Permission decisions use a three-factor weighted score:

Factor Weight Source
Justification quality 40% Scored by score_justification() — checks specificity, context, action verbs, structural coherence, 16 prompt-injection patterns
Agent trust level 30% Lookup in DEFAULT_TRUST_LEVELS dict; unknown agents default to 0.5
Resource risk (inverted) 30% Base risk per resource type; high-risk resources require higher total score

Approval threshold: 0.50. Requests below this are logged as permission_denied.

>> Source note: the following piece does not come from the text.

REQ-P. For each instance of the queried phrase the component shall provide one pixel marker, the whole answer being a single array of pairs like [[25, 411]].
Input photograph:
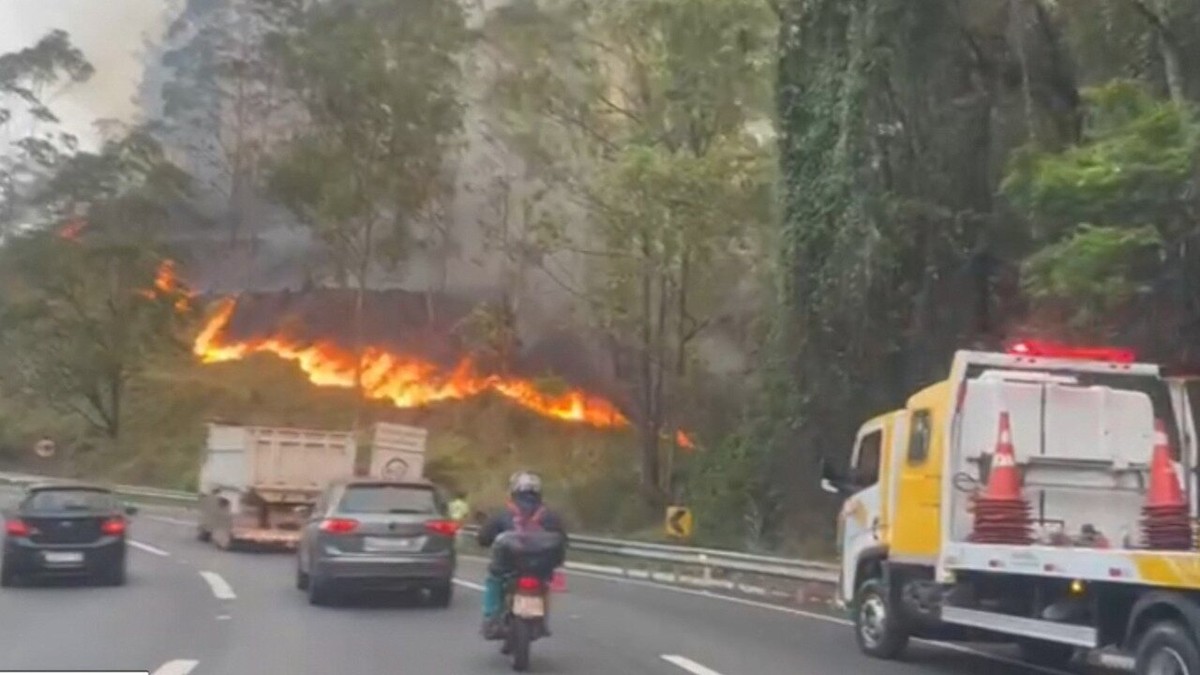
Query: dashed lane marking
[[689, 665], [221, 589], [178, 667], [149, 549]]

Node.js Layer (TypeScript package)

When using the network-ai npm package directly, the SecureAuditLogger class in security.ts produces HMAC-SHA256-signed entries with the same envelope format plus a signature field. This is separate from the Python script layer described above.

v5.0 Event Types

The following event types were added in v5.0:

Action Source Module Description
approval_submitted ApprovalInbox Approval request queued for human review
approval_decided ApprovalInbox Human approved or rejected a pending request
job_enqueued JobQueue Job added to the persistent priority queue
job_completed JobQueue Job finished (success or failure)
job_recovered JobQueue Crashed job recovered and re-queued
transport_auth_fail TransportLayer HMAC auth failed on inbound JSON-RPC message
vcr_record_start AgentVCR Recording session started
vcr_record_stop AgentVCR Recording session stopped
vcr_replay AgentVCR Replay of recorded session executed

Retention & Privacy

  • The log is append-only. There is no built-in rotation — implement log rotation at the infrastructure level (e.g. logrotate, S3 lifecycle policy).
  • No PII is logged by default. Justification text is logged as-provided — avoid including PII in justification strings.
  • No API keys, tokens in cleartext, or sensitive resource content are logged.